Dünyadan izole olup, sadece Türkiye ile yakın ilişki kurabilen KKTC’nin askeri, ekonomik ve diplomatik açılardan giderek artan bağımlılığı ve gözece homojen nüfusa sahip olan Kıbrıslı Türklerin demografik yapısının heterojenleşmesi, sosyo-kültürel açıdan da varlık kaygısına yol açmaktadır.

Son günlerde tartışma konusu olan ve eğitim sendikalarının eylemlerine sahne olan ortaokul seviyesindeki iki kız çocuğunun okula başörtüsü ile gitmelerine yönelik tepkinin altında da toplumsal olarak içselleştirilen laik yaşam tarzına yönelik bir tehdit algılamasının olduğu barizdir. Bugün algılanan tehdit algılamasının kökeninde ise tarihsel olarak tevarüs edilen beka kaygısı yatmaktadır.

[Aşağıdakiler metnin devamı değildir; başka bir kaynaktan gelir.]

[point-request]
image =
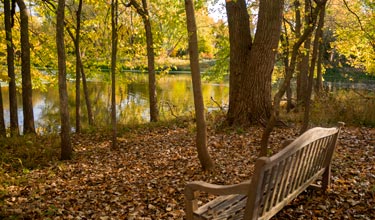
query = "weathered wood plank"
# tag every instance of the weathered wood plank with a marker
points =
(277, 180)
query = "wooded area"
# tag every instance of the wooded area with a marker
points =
(281, 61)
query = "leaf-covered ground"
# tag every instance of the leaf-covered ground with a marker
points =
(145, 178)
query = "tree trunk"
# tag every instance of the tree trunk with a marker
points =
(154, 113)
(201, 138)
(319, 76)
(240, 46)
(87, 98)
(78, 68)
(3, 132)
(114, 18)
(283, 87)
(302, 77)
(248, 107)
(66, 147)
(14, 130)
(314, 56)
(27, 102)
(143, 12)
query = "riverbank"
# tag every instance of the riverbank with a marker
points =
(145, 177)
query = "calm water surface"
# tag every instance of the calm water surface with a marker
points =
(174, 92)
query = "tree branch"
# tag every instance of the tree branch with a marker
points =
(369, 36)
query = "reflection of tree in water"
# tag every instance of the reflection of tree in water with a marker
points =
(174, 97)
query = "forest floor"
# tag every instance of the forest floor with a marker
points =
(145, 177)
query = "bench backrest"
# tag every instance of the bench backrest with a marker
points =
(280, 178)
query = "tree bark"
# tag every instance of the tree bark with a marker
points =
(201, 138)
(303, 66)
(283, 87)
(2, 121)
(154, 113)
(78, 67)
(87, 97)
(66, 147)
(319, 76)
(13, 109)
(314, 56)
(114, 18)
(248, 107)
(144, 13)
(27, 101)
(240, 46)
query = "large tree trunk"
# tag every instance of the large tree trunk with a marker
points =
(27, 102)
(247, 106)
(2, 121)
(66, 146)
(201, 138)
(240, 46)
(143, 12)
(78, 68)
(114, 18)
(14, 130)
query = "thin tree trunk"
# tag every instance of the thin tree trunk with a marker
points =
(78, 68)
(319, 81)
(66, 146)
(2, 121)
(14, 130)
(283, 87)
(307, 102)
(303, 78)
(201, 138)
(143, 12)
(285, 44)
(114, 17)
(87, 97)
(27, 102)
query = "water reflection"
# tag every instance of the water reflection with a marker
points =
(175, 98)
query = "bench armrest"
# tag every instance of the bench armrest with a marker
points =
(192, 188)
(220, 190)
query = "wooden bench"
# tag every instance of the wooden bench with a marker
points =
(276, 180)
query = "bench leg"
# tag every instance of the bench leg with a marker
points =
(326, 178)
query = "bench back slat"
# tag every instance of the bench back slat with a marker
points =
(280, 178)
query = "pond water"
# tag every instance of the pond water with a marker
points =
(174, 93)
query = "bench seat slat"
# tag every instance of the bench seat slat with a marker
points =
(223, 207)
(276, 181)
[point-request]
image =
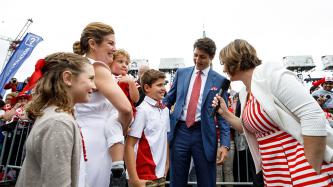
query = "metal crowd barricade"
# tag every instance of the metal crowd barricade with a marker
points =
(13, 149)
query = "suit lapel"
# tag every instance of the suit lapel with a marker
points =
(208, 85)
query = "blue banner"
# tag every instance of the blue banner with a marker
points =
(21, 53)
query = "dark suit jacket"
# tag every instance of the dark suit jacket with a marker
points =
(177, 97)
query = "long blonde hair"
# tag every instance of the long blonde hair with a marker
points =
(50, 88)
(96, 31)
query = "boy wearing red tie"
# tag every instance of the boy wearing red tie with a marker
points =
(146, 148)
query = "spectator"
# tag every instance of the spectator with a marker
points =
(285, 128)
(142, 69)
(55, 150)
(119, 68)
(97, 43)
(147, 153)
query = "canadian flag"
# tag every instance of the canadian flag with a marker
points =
(19, 111)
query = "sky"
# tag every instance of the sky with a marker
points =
(154, 29)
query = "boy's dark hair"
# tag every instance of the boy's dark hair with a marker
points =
(207, 45)
(151, 76)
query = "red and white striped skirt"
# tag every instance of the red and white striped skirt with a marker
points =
(284, 163)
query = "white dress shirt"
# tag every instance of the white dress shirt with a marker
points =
(204, 76)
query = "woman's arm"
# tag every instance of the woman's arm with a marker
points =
(108, 87)
(314, 148)
(293, 95)
(133, 90)
(222, 109)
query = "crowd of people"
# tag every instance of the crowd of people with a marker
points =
(95, 125)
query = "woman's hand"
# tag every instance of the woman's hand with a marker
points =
(137, 183)
(220, 105)
(125, 79)
(221, 108)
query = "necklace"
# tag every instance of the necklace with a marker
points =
(83, 147)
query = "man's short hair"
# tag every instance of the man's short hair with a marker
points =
(207, 45)
(150, 77)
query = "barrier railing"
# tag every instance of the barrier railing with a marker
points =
(13, 150)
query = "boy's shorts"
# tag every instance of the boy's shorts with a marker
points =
(114, 131)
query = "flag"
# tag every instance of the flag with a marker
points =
(21, 53)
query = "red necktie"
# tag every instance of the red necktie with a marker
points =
(160, 105)
(192, 106)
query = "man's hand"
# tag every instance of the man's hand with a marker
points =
(137, 183)
(221, 155)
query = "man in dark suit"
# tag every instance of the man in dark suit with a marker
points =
(192, 125)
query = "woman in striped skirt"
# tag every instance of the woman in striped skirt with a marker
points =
(288, 136)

Aslında beka kaygısı olmasaydı, Kıbrıslı Türkler belki de toplum olarak varlığını sürdüremez ve bugünlere gelemezdi. O bakımdan varoluşumuza dair kaygı duymamız, bizi gelecek tehlikelere karşı dikkatli ve uyanık kalmamızı sağlayabilir ve toplumsal dayanışmamıza katkıda bulunabilir.

Ancak beka kaygısı müzminleşip her taşın altından çıkıyorsa, toplum; kutuplaşmaya, paranoyalara ve rasyonel olmayan korkulara savrulabilir.

Oysa kronikleşen kaygılar yerine, korkularımızla ve geçmiş travmalarımızla yüzleşmemiz, ortak sorunlarımızı birlikte çözme iradesi göstermemiz, beka kaygımızı kontrol altında tutabilir ve böylelikle daha sağlıklı bir toplum kurabiliriz.